The degree in which Willy was responsible for the tragedy depends on what one sees as a tragedy and what one sees as Willy’s culpability in the situation. Biff failing math and not going to summer school may have been instigated by Willy encouraging him to blow off his studies and Biff discovering that Willy was having an affair. One cannot lay the blame totally on Willy because while he may have been the catalyst Biff made that decision not to study or go to summer school. Willy is kind of responsible for his family not being wealthy. He turned down an opportunity to go to Alaska with his brother a decision that would eventually cost him. Had he gone with Ben he could have been rich from finding a diamond mine in Africa. Although in a way one can understand him not taking the risk and going to Alaska. Finally, Willy is responsible for his own death. I see this as a tragedy because Willy felt that the only way for him to make up for the fact that his past actions contributed to Biff’s failure in life was to commit suicide. In order that Biff would get an inheritance that would allow him to achieve the “American Dream”
There are many things I would have done differently. The first being, I would have gone to Alaska. This is because if I did not I would have spent my life wondering what could have been different. I would have figured that I would either take my family with. Then if I found Alaska to be inhospitable we could always have returned, or I would have just gone myself and sent for my family when the time was appropriate. Either way I would have taken the risk. I would have also quit the salesman job a long time before. This is because Willy admits that he is not well liked, therefore he is not very good at it. This makes it sound as though it is a job that he feels he is stuck at rather than a job he enjoys doing. I would have quit and tried to find something that made me happy and if I failed then I would hope to go back.
I do not think that fate or chance had anything to do with any of the events in the play. Everything that happened was a result of a choice. Willy chose not to go to Alaska, he chose to continue on as a salesman even though he was not very good at it, he also chose to have an affair, and later he chose to commit suicide. So as you can see fate or chance had nothing to do with it. I think Miller was showing us how making the wrong decisions even for the right reasons can have a profound effect on our lives.
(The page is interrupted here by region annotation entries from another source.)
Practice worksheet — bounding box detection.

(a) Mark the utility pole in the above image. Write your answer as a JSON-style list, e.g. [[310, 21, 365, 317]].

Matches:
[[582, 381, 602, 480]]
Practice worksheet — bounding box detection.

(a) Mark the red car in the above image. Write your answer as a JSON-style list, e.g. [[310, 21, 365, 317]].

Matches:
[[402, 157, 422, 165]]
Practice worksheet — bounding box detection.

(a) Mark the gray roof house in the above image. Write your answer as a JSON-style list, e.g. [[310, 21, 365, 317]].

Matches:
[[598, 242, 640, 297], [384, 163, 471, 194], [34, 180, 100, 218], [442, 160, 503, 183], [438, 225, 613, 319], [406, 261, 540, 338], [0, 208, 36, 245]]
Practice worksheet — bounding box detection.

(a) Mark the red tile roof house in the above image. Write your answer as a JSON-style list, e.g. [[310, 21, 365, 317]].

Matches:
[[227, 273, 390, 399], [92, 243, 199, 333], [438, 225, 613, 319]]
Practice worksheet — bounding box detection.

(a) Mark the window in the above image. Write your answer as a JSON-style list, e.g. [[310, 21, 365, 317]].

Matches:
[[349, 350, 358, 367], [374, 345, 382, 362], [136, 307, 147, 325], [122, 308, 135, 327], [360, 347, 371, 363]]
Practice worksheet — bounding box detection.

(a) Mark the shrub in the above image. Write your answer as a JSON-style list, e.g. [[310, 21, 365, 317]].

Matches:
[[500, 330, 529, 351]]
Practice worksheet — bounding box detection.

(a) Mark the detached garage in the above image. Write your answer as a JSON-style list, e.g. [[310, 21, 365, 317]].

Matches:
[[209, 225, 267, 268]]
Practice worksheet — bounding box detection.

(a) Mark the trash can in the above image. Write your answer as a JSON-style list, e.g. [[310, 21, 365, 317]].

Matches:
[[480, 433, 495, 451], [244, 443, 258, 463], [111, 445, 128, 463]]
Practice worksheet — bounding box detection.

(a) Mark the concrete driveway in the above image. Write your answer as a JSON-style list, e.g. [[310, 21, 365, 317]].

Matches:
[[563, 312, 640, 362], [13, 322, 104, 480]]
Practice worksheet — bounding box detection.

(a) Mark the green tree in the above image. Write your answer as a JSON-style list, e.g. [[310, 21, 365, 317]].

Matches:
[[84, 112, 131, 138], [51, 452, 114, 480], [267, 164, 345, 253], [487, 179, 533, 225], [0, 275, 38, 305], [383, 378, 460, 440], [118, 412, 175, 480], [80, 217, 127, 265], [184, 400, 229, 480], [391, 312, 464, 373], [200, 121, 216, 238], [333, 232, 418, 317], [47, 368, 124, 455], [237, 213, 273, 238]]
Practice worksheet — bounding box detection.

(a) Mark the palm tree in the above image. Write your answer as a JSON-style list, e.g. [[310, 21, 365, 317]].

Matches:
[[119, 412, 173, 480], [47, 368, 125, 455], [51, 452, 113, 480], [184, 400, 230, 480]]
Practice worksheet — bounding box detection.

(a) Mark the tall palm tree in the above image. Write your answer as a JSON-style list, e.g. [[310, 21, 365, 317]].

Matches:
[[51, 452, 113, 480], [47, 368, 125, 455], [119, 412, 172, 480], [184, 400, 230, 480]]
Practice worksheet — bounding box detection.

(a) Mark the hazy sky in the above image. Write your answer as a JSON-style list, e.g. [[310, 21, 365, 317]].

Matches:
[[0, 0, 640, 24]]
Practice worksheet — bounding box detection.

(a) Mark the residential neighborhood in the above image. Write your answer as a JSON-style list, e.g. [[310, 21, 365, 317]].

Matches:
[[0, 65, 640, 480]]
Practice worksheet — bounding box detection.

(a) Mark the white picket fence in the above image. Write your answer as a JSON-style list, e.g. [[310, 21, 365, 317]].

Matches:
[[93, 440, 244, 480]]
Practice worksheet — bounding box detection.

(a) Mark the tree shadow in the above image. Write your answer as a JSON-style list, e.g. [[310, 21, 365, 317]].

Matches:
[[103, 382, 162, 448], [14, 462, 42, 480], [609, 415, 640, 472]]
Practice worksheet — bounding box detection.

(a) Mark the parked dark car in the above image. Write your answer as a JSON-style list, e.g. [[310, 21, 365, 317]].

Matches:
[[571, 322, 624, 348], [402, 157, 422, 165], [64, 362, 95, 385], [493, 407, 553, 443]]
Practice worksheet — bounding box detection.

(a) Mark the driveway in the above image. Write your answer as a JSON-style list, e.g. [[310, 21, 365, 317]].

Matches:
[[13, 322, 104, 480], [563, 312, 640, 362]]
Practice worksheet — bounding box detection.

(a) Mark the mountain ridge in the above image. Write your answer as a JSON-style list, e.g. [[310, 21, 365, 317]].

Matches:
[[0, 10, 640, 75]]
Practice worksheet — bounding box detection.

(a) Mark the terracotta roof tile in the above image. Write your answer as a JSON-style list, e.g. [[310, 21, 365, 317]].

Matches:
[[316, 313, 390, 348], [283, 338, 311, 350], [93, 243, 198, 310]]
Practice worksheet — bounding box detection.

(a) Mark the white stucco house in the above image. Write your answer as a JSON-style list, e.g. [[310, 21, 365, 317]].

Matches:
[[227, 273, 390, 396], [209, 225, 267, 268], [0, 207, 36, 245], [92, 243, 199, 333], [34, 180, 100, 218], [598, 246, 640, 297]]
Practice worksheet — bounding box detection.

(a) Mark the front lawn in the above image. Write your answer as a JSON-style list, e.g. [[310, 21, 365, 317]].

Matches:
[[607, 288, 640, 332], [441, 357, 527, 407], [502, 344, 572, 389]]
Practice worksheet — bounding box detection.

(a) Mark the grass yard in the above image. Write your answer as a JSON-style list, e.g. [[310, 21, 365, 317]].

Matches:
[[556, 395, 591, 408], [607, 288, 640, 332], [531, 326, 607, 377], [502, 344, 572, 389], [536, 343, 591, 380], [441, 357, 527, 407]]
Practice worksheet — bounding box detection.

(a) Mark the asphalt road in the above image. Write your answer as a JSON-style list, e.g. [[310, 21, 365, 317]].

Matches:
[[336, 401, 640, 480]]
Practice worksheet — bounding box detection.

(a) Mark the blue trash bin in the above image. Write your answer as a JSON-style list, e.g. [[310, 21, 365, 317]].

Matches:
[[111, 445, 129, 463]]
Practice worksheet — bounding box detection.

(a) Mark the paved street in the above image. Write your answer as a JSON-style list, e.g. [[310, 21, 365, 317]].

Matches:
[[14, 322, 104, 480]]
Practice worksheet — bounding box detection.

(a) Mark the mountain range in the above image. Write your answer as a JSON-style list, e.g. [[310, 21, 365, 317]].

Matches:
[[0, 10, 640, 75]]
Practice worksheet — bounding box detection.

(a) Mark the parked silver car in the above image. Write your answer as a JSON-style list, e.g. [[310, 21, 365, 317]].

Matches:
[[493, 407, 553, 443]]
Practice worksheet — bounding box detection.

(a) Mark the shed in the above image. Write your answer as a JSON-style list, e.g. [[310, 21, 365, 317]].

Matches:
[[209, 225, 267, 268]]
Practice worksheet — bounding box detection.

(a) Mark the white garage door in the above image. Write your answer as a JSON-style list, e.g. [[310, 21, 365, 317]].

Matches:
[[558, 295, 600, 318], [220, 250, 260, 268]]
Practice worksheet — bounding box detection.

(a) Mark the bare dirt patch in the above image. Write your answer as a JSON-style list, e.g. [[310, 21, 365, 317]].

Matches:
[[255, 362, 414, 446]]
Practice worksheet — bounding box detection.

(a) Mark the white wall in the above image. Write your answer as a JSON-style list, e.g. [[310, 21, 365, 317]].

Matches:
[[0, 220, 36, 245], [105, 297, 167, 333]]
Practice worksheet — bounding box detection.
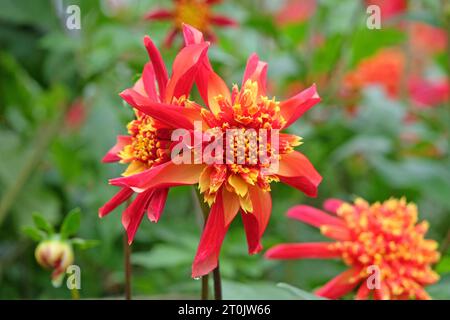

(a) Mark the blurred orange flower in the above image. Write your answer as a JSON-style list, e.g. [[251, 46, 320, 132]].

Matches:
[[266, 198, 440, 299]]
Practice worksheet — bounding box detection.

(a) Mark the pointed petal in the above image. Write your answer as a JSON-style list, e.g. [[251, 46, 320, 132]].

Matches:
[[120, 89, 202, 130], [192, 192, 229, 278], [277, 151, 322, 197], [210, 15, 238, 27], [323, 198, 345, 214], [98, 188, 133, 218], [144, 9, 173, 20], [242, 53, 267, 96], [147, 188, 169, 222], [316, 268, 360, 299], [287, 205, 345, 228], [280, 84, 320, 128], [102, 136, 131, 162], [241, 187, 272, 254], [144, 36, 169, 100], [122, 190, 153, 244], [264, 242, 340, 259], [183, 23, 204, 46], [165, 42, 209, 102], [109, 161, 205, 192]]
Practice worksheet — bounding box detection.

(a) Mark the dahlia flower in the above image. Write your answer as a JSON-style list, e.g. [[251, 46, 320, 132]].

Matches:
[[110, 26, 322, 277], [266, 198, 439, 299]]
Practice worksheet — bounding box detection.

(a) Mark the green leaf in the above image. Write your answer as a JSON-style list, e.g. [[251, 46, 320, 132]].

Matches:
[[61, 208, 81, 239], [277, 282, 326, 300], [33, 212, 55, 235], [22, 226, 46, 242], [70, 238, 100, 250]]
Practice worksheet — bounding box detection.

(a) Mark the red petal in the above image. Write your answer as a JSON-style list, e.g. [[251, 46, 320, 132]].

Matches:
[[102, 136, 131, 162], [192, 192, 229, 278], [109, 161, 205, 192], [287, 205, 345, 228], [166, 42, 209, 102], [122, 190, 153, 244], [144, 36, 169, 99], [98, 188, 133, 218], [210, 15, 238, 27], [147, 188, 169, 222], [316, 269, 360, 299], [144, 9, 173, 20], [241, 187, 272, 254], [277, 151, 322, 197], [280, 84, 320, 128], [183, 23, 204, 46], [242, 53, 267, 96], [323, 198, 345, 214], [264, 242, 340, 259]]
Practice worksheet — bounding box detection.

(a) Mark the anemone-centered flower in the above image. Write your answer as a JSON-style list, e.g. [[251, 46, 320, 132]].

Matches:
[[114, 26, 322, 277], [99, 31, 208, 243], [145, 0, 237, 47], [266, 198, 439, 299]]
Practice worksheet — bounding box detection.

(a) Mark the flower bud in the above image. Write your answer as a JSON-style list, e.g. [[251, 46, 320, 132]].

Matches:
[[34, 239, 74, 287]]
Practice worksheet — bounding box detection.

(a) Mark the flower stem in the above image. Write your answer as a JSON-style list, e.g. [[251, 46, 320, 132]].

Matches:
[[123, 199, 131, 300], [195, 189, 222, 300]]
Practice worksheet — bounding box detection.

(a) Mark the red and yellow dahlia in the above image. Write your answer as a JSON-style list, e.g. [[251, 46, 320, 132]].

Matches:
[[99, 31, 208, 243], [145, 0, 237, 47], [266, 198, 439, 299], [110, 26, 322, 277]]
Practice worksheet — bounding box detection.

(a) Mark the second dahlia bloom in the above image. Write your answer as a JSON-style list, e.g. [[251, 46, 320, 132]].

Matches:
[[111, 26, 322, 277], [145, 0, 237, 47], [266, 198, 439, 300]]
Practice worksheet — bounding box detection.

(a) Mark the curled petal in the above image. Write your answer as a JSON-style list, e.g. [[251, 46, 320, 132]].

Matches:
[[147, 188, 169, 222], [242, 53, 267, 96], [98, 188, 133, 218], [316, 268, 360, 299], [192, 192, 229, 278], [122, 190, 153, 244], [166, 42, 209, 102], [102, 136, 131, 162], [144, 36, 169, 99], [287, 205, 345, 228], [144, 9, 173, 20], [109, 161, 205, 192], [277, 151, 322, 197], [264, 242, 340, 259], [323, 198, 345, 214], [280, 84, 320, 127]]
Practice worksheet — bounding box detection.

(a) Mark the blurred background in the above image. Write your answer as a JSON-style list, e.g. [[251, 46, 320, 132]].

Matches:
[[0, 0, 450, 299]]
Realistically if Willy had gone to Alaska with Ben, he would have most likely made money from the diamond mine. If Biff would have studied for the math test he would not have failed. Therefore, he would have been able to attend college. This is perhaps the one time I can see fate kind of playing a role. Biff’s failing math was what led him to discovering Willy’s affair. This in turn caused Biff not to go to summer school, which resulted in him not going to college and being unsuccessful in life. On the other hand, Biff made the choice not to go to summer school, which is what led to him being unsuccessful. In this play, I think Miller was showing us that fate has nothing to do with the outcome of our lives. Instead our lives are determined by the choices we make.
Kelly, Joseph. The Seagull Reader Plays. 3rd ed. WW Norton, 2014. Print.